Cadbury's purple mark and Mattel's Scrabble tile mark are tricky to register

The Court of Appeal has recently handed down judgements in Société des Produits Nestlé SA v Cadbury UK Limited and JW Spear & Sons Limited, Mattel Inc & Mattel UK Limited v Zynga Inc, which emphasise the importance of complying with the conditions of Article 2 of the Trade Marks Directive 2008/95/EC as being a “sign” capable of graphic representation.

Nestlé v Cadbury

Nestlé appealed to the Court of Appeal following the registration of a trade mark by Cadbury's, which was described as “the colour purple (Pantone 2685C)…applied to the whole visible surface, or being the predominant colour applied to the whole visible surface, of the packaging of the goods”.  The Court allowed the appeal and overturned the High Court decision which had found the mark capable of registration for certain milk chocolate products for which it had acquired distinctiveness.

As the description referred not only to the colour purple, but also the “predominate colour”, the Court found that there was an unknown number of signs in the description and therefore the description did not constitute a sign that was graphically represented.  The Court also found that the mark applied for lacked clarity and precision and was therefore too uncertain to be registered.  Furthermore, the Court said that it would “offend against the principle of fairness by giving a competitive advantage to Cadbury and by putting Nestlé and its other competitors at a disadvantage”.

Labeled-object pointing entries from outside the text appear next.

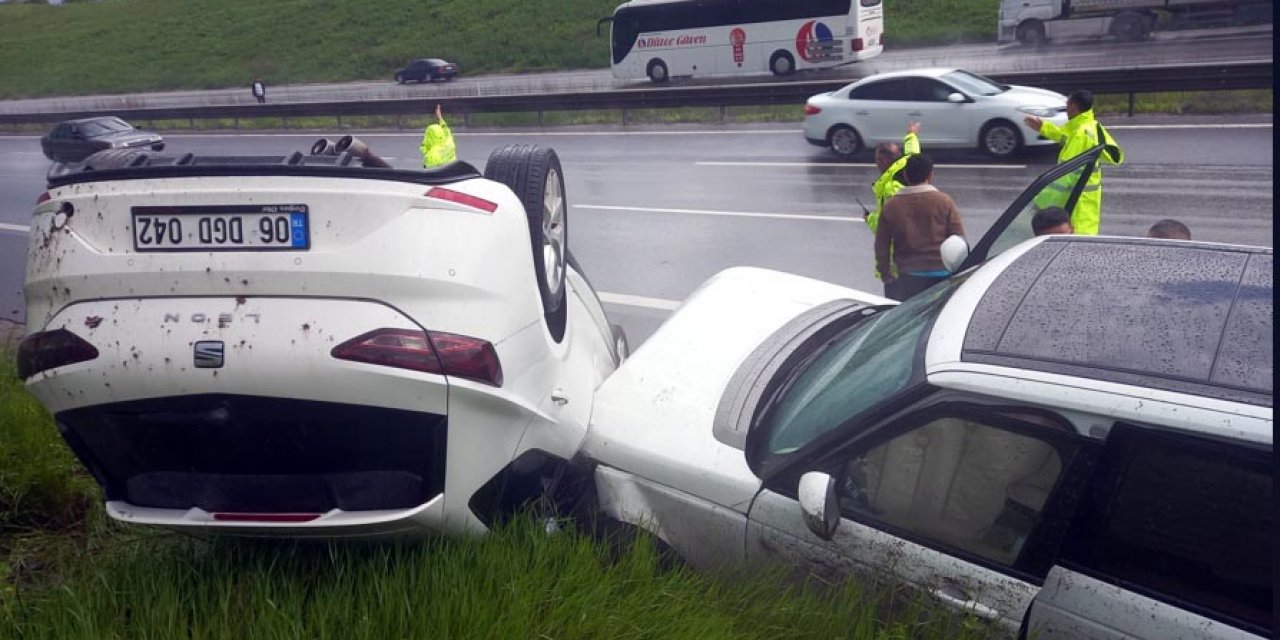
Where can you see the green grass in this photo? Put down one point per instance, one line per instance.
(42, 487)
(69, 572)
(517, 583)
(95, 48)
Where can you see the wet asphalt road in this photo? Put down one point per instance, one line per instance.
(654, 213)
(1197, 46)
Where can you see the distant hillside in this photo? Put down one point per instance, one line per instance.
(117, 46)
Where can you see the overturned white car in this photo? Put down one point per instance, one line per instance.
(312, 344)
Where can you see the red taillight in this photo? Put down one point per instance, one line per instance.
(265, 517)
(49, 350)
(432, 352)
(462, 199)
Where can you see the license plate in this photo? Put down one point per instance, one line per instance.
(222, 228)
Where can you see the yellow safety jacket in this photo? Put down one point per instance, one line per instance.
(1077, 136)
(887, 184)
(438, 146)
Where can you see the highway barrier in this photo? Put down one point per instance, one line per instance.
(1183, 77)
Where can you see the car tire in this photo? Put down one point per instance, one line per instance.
(621, 347)
(535, 176)
(782, 64)
(658, 72)
(1032, 32)
(1000, 138)
(844, 141)
(1129, 27)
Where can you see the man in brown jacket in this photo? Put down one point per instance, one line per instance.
(912, 228)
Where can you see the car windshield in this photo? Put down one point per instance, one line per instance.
(858, 370)
(973, 83)
(104, 127)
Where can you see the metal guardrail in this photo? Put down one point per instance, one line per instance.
(1196, 77)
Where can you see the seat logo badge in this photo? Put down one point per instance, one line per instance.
(209, 353)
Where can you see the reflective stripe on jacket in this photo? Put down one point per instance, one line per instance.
(438, 146)
(887, 184)
(1077, 136)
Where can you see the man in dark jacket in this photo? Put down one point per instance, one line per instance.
(914, 223)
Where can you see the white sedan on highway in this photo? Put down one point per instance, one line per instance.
(958, 110)
(1069, 438)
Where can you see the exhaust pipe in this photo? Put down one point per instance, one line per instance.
(323, 147)
(356, 147)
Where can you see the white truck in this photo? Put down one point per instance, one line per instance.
(1033, 22)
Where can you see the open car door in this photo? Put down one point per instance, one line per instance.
(1060, 186)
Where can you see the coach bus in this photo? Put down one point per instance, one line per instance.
(659, 39)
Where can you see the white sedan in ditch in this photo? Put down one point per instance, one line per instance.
(1070, 438)
(958, 110)
(312, 344)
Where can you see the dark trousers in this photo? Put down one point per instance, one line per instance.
(906, 286)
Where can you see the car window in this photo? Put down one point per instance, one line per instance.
(1182, 519)
(859, 369)
(104, 127)
(1060, 186)
(895, 88)
(931, 91)
(958, 481)
(1055, 193)
(973, 83)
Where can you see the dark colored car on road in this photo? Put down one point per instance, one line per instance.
(76, 140)
(426, 69)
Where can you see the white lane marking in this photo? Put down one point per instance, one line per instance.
(841, 165)
(639, 301)
(731, 214)
(475, 133)
(1251, 126)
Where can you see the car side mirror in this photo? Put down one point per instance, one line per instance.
(818, 503)
(954, 250)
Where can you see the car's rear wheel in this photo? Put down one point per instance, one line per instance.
(782, 64)
(845, 141)
(657, 72)
(1129, 27)
(620, 343)
(1032, 32)
(535, 176)
(1000, 138)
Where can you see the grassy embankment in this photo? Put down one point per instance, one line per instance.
(69, 572)
(94, 48)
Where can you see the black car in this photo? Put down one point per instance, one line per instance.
(426, 69)
(76, 140)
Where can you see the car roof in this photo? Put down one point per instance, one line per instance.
(926, 72)
(1187, 318)
(96, 118)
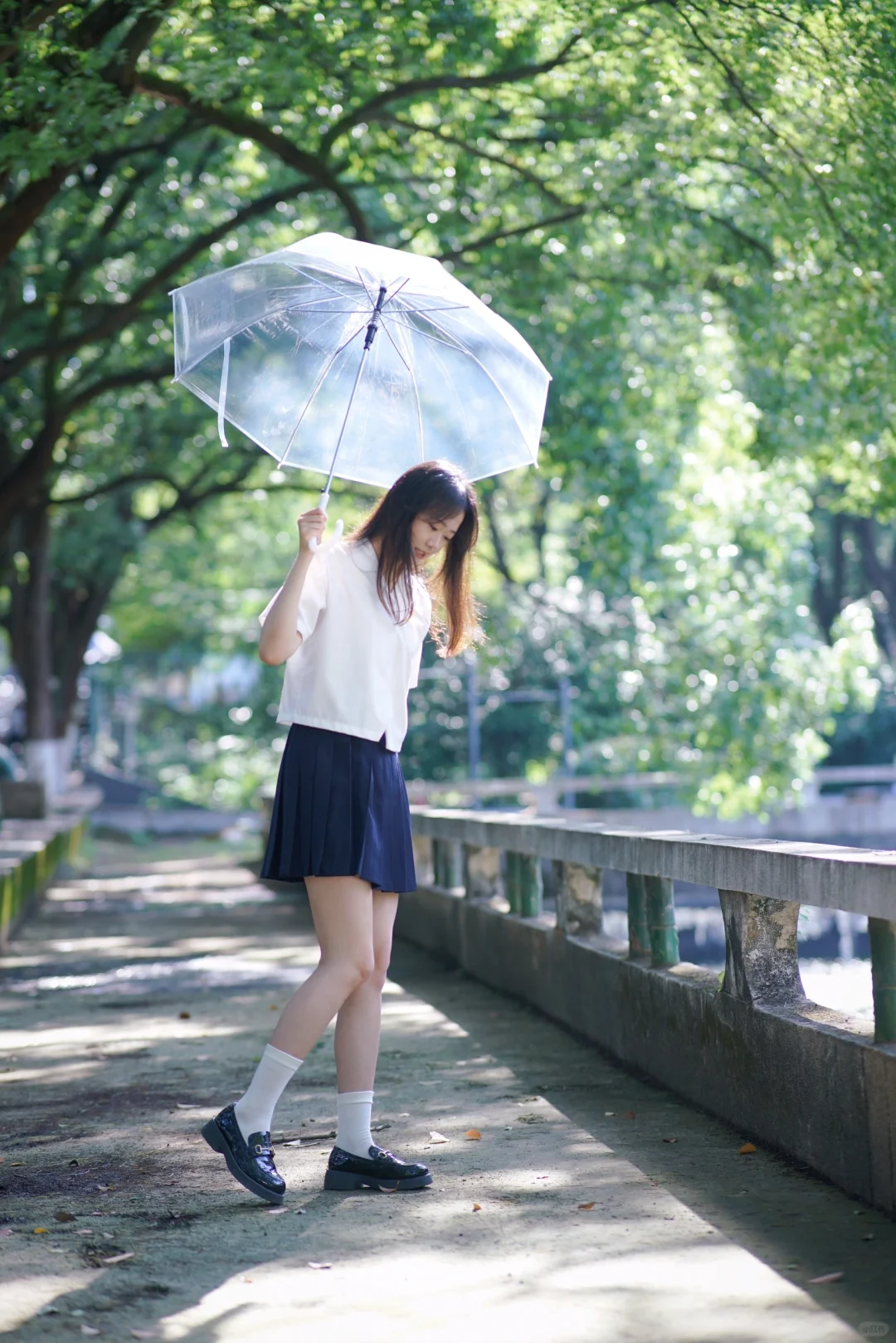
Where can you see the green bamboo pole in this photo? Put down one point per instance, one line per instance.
(512, 881)
(437, 863)
(661, 919)
(529, 885)
(638, 927)
(883, 972)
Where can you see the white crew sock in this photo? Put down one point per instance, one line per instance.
(353, 1122)
(256, 1110)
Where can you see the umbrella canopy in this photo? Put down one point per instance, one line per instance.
(284, 348)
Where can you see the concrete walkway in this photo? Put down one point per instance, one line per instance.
(592, 1209)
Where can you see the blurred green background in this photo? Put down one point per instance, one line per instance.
(689, 214)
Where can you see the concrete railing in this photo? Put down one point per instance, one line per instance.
(752, 1048)
(32, 852)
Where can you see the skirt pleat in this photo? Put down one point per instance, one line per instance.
(340, 811)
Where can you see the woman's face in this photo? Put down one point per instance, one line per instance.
(431, 535)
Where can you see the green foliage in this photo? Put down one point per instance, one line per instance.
(689, 211)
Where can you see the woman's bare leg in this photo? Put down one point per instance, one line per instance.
(343, 912)
(358, 1024)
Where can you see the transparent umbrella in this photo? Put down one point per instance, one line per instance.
(359, 362)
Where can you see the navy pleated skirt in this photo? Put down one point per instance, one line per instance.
(340, 811)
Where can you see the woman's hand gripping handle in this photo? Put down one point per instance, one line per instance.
(314, 533)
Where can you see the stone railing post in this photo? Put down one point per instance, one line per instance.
(883, 972)
(523, 884)
(448, 864)
(423, 859)
(481, 872)
(762, 962)
(661, 922)
(638, 927)
(579, 896)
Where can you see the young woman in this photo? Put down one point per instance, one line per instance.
(349, 624)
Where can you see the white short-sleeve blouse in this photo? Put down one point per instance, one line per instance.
(355, 664)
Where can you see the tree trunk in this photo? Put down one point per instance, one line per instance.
(32, 622)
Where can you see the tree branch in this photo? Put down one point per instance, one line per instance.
(114, 317)
(475, 245)
(508, 74)
(19, 214)
(250, 128)
(113, 382)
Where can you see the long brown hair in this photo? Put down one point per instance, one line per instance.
(437, 490)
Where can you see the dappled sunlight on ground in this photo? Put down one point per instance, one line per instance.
(592, 1206)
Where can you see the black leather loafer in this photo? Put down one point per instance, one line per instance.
(377, 1170)
(249, 1162)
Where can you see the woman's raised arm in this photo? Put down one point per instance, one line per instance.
(280, 638)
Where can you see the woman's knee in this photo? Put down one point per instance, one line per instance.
(356, 969)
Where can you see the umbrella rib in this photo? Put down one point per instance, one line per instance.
(316, 280)
(479, 362)
(394, 345)
(416, 394)
(316, 390)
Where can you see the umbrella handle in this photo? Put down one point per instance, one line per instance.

It remains to be seen whether Cadbury will seek leave to appeal to the Supreme Court.

Spear & Mattel v Zynga

Mattel's claim against Zynga was for the infringement of the mark in connection with the exploitation of a digital game, SCRAMBLE WITH FRIENDS. Zynga challenged the validity of Mattel's tile trade mark, that consisted of a 3D ivory tile which showed a letter and a number ranging from 1 to 10, which had been registered in association with the word game SCRABBLE.

Zynga applied for summary judgement, which was successful. The registration of the tile was invalid as it was not a sign capable of graphic representation because the letters could be arranged in a number of ways and, similarly to the Cadbury's case, there was a lack of clarity and precision.  Mattel appealed the decision.

The Court of Appeal dismissed Mattel's appeal.

Key points to take away from this, include:

  • Colours can be registered as trade marks if they are distinctive of the goods or services of a brand, but registration will be scrutinised by the courts and should not be overly broad.
  • Avoid any uncertainty, for example by avoiding using words such as “predominately”.  Specific quantities/percentages might be used instead.
  • For certainty and precision, trade mark applications should not have the potential to monopolise a number of different versions of the sign.